Morbid obesity is a condition that occurs when a person a severely overweight. According to most health guidelines, anyone who is more than 100 pounds (45 kilograms) overweight can be considered morbidly obese. Another way to determine if someone falls into this category is by measuring body mass index (BMI). Using medical standards, a person with a BMI over 40 is morbidly obese.
People who suffer from morbid obesity face a large number of health problems related to their condition. They may have trouble doing simple activities, such as walking and even breathing. Also, the added weight puts a lot of stress on both their skeletal systems and hearts. It is imperative that people with this condition take steps to lose weight in order to preserve long-term health.

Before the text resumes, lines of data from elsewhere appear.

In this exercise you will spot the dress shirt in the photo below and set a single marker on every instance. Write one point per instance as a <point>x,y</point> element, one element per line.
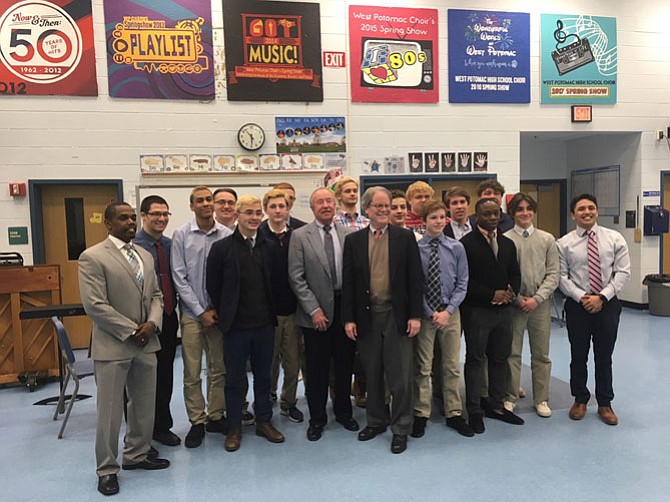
<point>460,230</point>
<point>453,271</point>
<point>120,245</point>
<point>353,220</point>
<point>190,247</point>
<point>338,252</point>
<point>614,262</point>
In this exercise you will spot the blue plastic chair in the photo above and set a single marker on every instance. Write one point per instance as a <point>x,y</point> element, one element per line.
<point>73,369</point>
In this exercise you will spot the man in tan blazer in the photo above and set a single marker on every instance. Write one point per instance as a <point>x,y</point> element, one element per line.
<point>120,294</point>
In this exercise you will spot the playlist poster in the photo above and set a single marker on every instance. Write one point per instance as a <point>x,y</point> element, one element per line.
<point>394,54</point>
<point>489,56</point>
<point>46,48</point>
<point>273,51</point>
<point>578,59</point>
<point>160,50</point>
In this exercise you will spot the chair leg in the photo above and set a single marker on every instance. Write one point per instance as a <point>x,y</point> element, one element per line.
<point>70,405</point>
<point>60,407</point>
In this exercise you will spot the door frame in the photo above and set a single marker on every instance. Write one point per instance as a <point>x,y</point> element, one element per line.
<point>35,195</point>
<point>563,190</point>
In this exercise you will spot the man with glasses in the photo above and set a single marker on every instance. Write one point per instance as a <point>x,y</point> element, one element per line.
<point>381,310</point>
<point>190,246</point>
<point>155,215</point>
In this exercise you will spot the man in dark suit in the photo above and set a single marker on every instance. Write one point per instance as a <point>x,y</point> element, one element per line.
<point>155,215</point>
<point>382,291</point>
<point>495,279</point>
<point>239,269</point>
<point>120,294</point>
<point>315,275</point>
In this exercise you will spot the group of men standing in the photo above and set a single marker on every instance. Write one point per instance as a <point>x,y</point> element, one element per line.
<point>350,283</point>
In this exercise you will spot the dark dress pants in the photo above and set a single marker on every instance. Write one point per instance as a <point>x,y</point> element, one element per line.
<point>488,334</point>
<point>602,328</point>
<point>256,345</point>
<point>320,348</point>
<point>164,372</point>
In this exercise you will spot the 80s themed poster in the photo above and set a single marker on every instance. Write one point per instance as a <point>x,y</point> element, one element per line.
<point>273,51</point>
<point>489,56</point>
<point>579,59</point>
<point>394,54</point>
<point>159,50</point>
<point>46,48</point>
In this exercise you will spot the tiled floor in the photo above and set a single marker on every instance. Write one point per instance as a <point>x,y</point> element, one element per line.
<point>545,460</point>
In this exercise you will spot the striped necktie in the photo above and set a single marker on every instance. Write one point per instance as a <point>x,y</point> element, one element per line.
<point>595,273</point>
<point>134,264</point>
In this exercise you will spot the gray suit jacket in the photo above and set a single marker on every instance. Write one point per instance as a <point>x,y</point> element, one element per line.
<point>309,273</point>
<point>114,302</point>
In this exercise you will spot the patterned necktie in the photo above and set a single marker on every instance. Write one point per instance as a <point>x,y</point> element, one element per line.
<point>493,243</point>
<point>595,274</point>
<point>134,264</point>
<point>433,288</point>
<point>166,283</point>
<point>329,247</point>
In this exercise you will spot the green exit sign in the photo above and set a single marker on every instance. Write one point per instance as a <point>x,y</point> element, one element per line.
<point>18,235</point>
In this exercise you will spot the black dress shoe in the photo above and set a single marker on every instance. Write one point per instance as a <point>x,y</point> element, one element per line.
<point>108,485</point>
<point>148,464</point>
<point>168,438</point>
<point>314,432</point>
<point>371,432</point>
<point>398,443</point>
<point>477,424</point>
<point>348,423</point>
<point>505,416</point>
<point>419,427</point>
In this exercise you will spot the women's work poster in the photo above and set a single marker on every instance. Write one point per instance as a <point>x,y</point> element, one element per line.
<point>394,54</point>
<point>46,48</point>
<point>159,50</point>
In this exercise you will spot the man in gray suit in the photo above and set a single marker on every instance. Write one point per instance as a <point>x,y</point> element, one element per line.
<point>120,294</point>
<point>315,275</point>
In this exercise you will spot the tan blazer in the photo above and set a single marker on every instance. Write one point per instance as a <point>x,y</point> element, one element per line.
<point>113,300</point>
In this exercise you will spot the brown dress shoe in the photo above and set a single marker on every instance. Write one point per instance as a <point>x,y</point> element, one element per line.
<point>268,431</point>
<point>233,440</point>
<point>577,411</point>
<point>607,415</point>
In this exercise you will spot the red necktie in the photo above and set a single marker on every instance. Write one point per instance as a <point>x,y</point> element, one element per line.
<point>166,283</point>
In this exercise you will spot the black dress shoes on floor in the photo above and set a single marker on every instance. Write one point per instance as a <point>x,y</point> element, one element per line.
<point>108,485</point>
<point>148,464</point>
<point>314,432</point>
<point>371,432</point>
<point>168,438</point>
<point>398,443</point>
<point>348,423</point>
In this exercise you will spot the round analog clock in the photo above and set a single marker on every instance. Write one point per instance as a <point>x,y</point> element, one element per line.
<point>251,137</point>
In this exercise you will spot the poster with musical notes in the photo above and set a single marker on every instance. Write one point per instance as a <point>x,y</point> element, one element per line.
<point>579,59</point>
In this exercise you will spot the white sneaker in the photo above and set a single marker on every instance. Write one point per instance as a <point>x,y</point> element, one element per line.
<point>543,409</point>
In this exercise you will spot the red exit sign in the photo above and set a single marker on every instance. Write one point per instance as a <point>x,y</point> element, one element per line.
<point>333,59</point>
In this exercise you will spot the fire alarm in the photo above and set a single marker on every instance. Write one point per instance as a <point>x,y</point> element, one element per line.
<point>17,189</point>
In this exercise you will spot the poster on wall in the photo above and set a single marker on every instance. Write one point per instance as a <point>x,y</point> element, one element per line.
<point>579,59</point>
<point>273,51</point>
<point>161,50</point>
<point>46,48</point>
<point>310,134</point>
<point>393,54</point>
<point>489,56</point>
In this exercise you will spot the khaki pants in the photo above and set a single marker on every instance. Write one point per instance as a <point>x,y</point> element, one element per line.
<point>538,324</point>
<point>449,341</point>
<point>287,349</point>
<point>196,339</point>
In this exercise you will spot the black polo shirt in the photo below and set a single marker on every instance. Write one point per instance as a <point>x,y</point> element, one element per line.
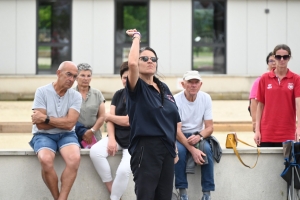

While a traditional reduced-calorie diet combined with low-impact exercise can help people suffering from morbid obesity, many choose to undergo surgical procedures. This can make weight loss faster and easier for some people. Two popular procedures are gastric banding and gastric bypass.
Gastric banding involves a silicon band, which a doctor wraps around a patient’s upper stomach. This reduces the part of the stomach that a person can use to digest food. With this reduction, the patient must eat smaller amounts of food and typically feels satisfied with less. This band is removable, and can be expanded or contracted, as needed, by a trained physician.
Gastric bypass is a more invasive procedure. With this surgery, the doctor creates a pouch that makes food bypass most of the stomach and a portion of the small intestine. It eliminates the expandable portion of the stomach, limiting food intake to only one ounce (28 grams) at a time. This procedure is irreversible. People that have it done must adjust their eating habits for the rest of their lives.
Once a patient has weight loss surgery, he or she can only eat small amounts at one sitting. Overeating can lead to severe pain, vomiting and nausea. Food can also get lodged in the stomach pouch if the person does not chew it thoroughly.
In 2009, reports estimated that as many as six million Americans suffered from morbid obesity. This is also a problem in many other parts of the world. While genetics play some role in a person's risk of morbid obesity, it is up to each individual to manage his or her diet and to get enough exercise. It can also help to eat slowly, increase fiber intake and drink at least eight glasses of water every day.